1410_small_town_boy_2Die Zuschauer sehen an diesem Abend einen Ausschnitt auf ein Theater mit multikultureller Prägung. Der in Serbien geborener Schauspieler Russel (Aleksandar Radenković) gleitet in ein homosexuelles One-night-stand mit seinem Regie führenden Kollegen Dan (Thomas Wodianka). Und dabei ist Russel eigentlich in einer Heterobeziehung mit seiner Freundin (Lea Draeger) und kommt sich in der Reflektion des Abends seltsam aber auch angenehm berührt vor. Parallel sehen wir das Schauspiel eines türkischen Endzwanzigers (Mehmet Ateşçí), der in Kreuzberg einer Großfamilie entstammt, aber für sich den Weg auf die andere Seite der Spree gewählt hat. Und was dem spießbürgerlichen Provinzjungen das schlechte Verheimlichen des Rauchens vor den Eltern, ist hier das Verstecken einer familiär inakzeptierten Lebensform. So heiratet nun die Schwester und da kann er nun wirklich nicht sein Coming-Out inszenieren, indem er seinen großen deutschen Freund (Niels Bormann) mitbringt.

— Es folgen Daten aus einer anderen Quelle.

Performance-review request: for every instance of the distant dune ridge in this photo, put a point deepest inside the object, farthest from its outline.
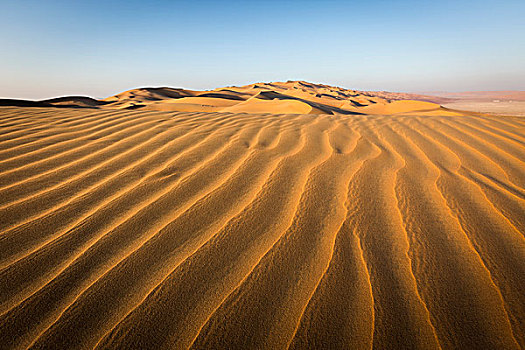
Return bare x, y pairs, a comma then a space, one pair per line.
270, 216
278, 97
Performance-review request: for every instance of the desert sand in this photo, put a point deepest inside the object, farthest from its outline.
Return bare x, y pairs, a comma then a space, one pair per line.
243, 219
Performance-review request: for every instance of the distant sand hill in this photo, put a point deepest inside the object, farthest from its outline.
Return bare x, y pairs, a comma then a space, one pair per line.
279, 97
272, 216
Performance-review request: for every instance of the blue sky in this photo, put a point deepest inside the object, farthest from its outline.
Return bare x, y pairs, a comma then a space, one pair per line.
99, 48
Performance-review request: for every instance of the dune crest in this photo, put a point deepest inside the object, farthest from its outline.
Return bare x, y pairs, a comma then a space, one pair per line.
297, 97
231, 229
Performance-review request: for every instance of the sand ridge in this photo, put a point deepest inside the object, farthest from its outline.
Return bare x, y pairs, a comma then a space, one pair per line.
130, 228
278, 97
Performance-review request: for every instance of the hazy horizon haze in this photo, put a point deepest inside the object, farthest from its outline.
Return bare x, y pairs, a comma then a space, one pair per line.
98, 49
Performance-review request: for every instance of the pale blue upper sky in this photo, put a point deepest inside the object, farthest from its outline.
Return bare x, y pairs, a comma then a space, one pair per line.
99, 48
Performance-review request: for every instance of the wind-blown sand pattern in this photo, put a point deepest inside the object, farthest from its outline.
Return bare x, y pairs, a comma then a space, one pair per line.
155, 229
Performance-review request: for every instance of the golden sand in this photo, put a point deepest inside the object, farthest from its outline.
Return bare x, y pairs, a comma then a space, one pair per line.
207, 230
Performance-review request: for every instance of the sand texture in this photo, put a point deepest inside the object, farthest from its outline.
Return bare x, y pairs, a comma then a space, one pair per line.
329, 227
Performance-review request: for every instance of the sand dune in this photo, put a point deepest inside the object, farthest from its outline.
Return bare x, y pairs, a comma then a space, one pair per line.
231, 229
297, 97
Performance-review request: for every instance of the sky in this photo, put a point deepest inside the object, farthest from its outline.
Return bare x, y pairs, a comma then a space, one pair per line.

1410_small_town_boy_3Das Stück lebt nicht durch eine konsistente Story, sondern durch die emotionale, ekstatische Darstellungsform. In Snapshots reihen sich Einblicke in die Leben der Darsteller aneinander, die sich durch ihre Tiefe der Leidenschaft zur aktuellen Lebenswirklichkeit auszeichnen. Zum einen im ruhigen Dialog zwischen Dan und Russel, die ihren gemeinsamen Abend Revue passieren lassen. Der Sprachgebrauch ist durchmischt von liebevoll, über vulgär provokant bis zur Sachlichkeit. Insgesamt führt es zur großen Erheiterung des Publikums! Es folgen die Selbstgespräche zum Selbstzweifel und zur Selbstfindung des großen Deutschen, der bereits 42 Jahre alt ist, sich aber im Körper eines 12 jährigen gefangen sieht. Mit großem Schmerz beneidet er die Paare, die sich nach dem Ja-Wort gemeinsam der Wohnungsverschönerung und den Versicherungen widmen. Seine Forderung, bei der Hochzeit der Schwester seines Freundes mitkommen zu dürfen, ist tragisch, aufgewühlt und letztlich doch erfolglos.

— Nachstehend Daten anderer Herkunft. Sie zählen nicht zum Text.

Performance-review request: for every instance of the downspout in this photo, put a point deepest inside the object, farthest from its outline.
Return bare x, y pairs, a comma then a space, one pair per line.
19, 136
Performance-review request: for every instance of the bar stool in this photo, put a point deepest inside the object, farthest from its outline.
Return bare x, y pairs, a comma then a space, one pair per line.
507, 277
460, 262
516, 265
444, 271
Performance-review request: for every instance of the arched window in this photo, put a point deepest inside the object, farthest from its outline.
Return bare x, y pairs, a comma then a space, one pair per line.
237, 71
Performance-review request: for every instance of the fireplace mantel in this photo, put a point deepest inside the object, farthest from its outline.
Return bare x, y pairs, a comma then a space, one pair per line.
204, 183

Aus dem fiktiven Geschehen wechselt die Perspektive dann plötzlich Richtung Russland und Vladimir Putin. Ein Posterwald wird errichtet, der Putin in bekannten archaischen Posen und zusammen mit der deutschen politischen Elite im Einklang wirtschaftlicher Interessen zeigt. Offensichtlich hat sich gerade in Russland die politische Toleranz gegenüber LGTB stark zurückgebildet, und die Welt schaut weg. Es gibt kein Volk auf der Welt, das hier intervenieren könnte. So bleibt der Protest fragmentiert und unterhalb der politisch gewichtigen Relevanz. Es ist legitim und richtig, dass Theater einmal so direkt und klar einen Mangel anprangert und damit auch keinen Spielraum für Interpretation lässt. Allerdings erscheint die Sequenz etwas in die Länge gezogen und lässt eine differenzierte Betrachtung der russischen Lebenswirklichkeit sowie eine Würdigung lokaler Initiativen vermissen. Somit leidet sie unter einem tendenziösen Charakter hin zu allgemeiner Russlandkritik, die nicht hilfreich ist. Aber wir befinden uns im Theater und Schauspieler spielen ein Stück – dies ist kein Leitartikel in der Süddeutschen Zeitung.

Falk Richter hat als Autor und Regisseur mit „Small Town Boy“ ein herausragendes Theaterstück mit echter aktueller Relevanz geschaffen. So muss Theater sein! Viel zu sehr haben wir uns daran gewöhnt, dass Theater historisch repetitiv ist und gesellschaftliche Probleme aus dem 19. oder 20. Jahrhundert in hübscher Kostümierung auf die Bühne gebracht werden. Natürlich mag es gelegentlich einen aktuellen Bezug geben, aber ehrlicherweise hat jede Zeit genug eigene Themen, für die sich der Protest lohnt. Wer sich also aktiv mit dem Heute auseinandersetzen möchte, sollte das Maxim Gorki Theater als erste Adresse verstanden wissen.